In Remember, neuroscientist and acclaimed novelist Lisa Genova delves into how memories are made and how we retrieve them. You'll learn whether forgotten memories are temporarily inaccessible or erased forever and why some memories are built to exist for only a few seconds (like a passcode) while others can last a lifetime (your wedding day). You'll come to appreciate the clear distinction between normal forgetting (where you parked your car) and forgetting due to Alzheimer's (that you own a car). And you'll see how memory is profoundly impacted by meaning, emotion, sleep, stress, and context. Once you understand the language of memory and how it functions, its incredible strengths and maddening weaknesses, its natural vulnerabilities and potential superpowers, you can both vastly improve your ability to remember and feel less rattled when you inevitably forget. You can set educated expectations for your memory, and in doing so, create a better relationship with it. You don't have to fear it anymore. And that can be life-changing.
The Measure by Nikki Erlick, 368 Pages; discussion led by TBD.
An Amazon Best Book of July 2022: Nikki Erlick presents a simple yet irresistible question in her debut novel: if you had the choice, would you want to know how long you had to live? When every adult across the globe receives a wooden box with the captivating inscription, “The measure of your life lies within,” the world changes in an instant. People everywhere are faced with the decision of whether or not they want to know how much time they have left, and society has to decide how to deal with those whose days are numbered. Erlick deftly explores the impact on individual relationships and the larger ramifications for global institutions, while keeping the story focused on eight individuals navigating the new status quo. Heartbreaking and life-affirming, The Measure is sure to be a hit with book clubs. —Marcus Mann, Amazon Editor
The Lincoln Highway: A Novel by Amor Towles, 576 Pages; discussion led by Pam Giles.

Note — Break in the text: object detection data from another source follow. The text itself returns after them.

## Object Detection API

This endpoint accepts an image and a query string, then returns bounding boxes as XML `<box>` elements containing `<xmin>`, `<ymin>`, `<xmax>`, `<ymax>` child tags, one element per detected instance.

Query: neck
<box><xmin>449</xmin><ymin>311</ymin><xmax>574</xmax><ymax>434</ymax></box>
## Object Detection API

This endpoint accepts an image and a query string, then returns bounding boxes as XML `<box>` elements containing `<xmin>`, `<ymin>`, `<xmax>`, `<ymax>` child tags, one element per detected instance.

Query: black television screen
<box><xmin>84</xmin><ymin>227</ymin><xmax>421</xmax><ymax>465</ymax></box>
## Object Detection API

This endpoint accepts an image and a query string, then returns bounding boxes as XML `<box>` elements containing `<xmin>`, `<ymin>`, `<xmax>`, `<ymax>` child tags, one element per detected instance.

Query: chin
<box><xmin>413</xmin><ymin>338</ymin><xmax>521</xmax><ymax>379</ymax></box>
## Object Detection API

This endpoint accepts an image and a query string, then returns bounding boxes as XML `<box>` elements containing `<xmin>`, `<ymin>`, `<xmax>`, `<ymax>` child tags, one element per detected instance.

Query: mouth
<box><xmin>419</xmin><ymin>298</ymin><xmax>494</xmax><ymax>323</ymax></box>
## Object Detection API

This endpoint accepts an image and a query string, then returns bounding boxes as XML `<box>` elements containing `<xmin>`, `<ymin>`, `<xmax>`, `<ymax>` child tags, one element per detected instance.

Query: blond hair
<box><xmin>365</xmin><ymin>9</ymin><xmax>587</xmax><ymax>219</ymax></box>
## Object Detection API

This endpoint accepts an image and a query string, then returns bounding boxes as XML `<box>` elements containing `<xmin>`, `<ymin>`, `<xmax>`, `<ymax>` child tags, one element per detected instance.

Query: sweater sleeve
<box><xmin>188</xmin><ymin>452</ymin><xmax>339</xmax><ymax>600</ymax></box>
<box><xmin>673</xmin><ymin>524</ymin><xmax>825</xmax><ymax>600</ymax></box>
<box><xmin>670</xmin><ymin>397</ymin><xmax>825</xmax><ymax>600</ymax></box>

The month was June 1954. The warden of the juvenile work farm where Emmett Watson, then eighteen, had just completed a fifteen-month sentence for involuntary homicide, drives him home to Nebraska. With his mother long gone, his father recently deceased, and the family farm foreclosed upon by the bank, Emmett's plan is to pick up his eight-year-old brother, Billy, and fly to California, where they can start their lives over. However, Emmett discovers that two of his work farm pals have hidden in the warden's car trunk after the warden drives away. They've devised a new strategy for Emmett's future, one that will take them all on a perilous journey in the opposite direction—to New York City.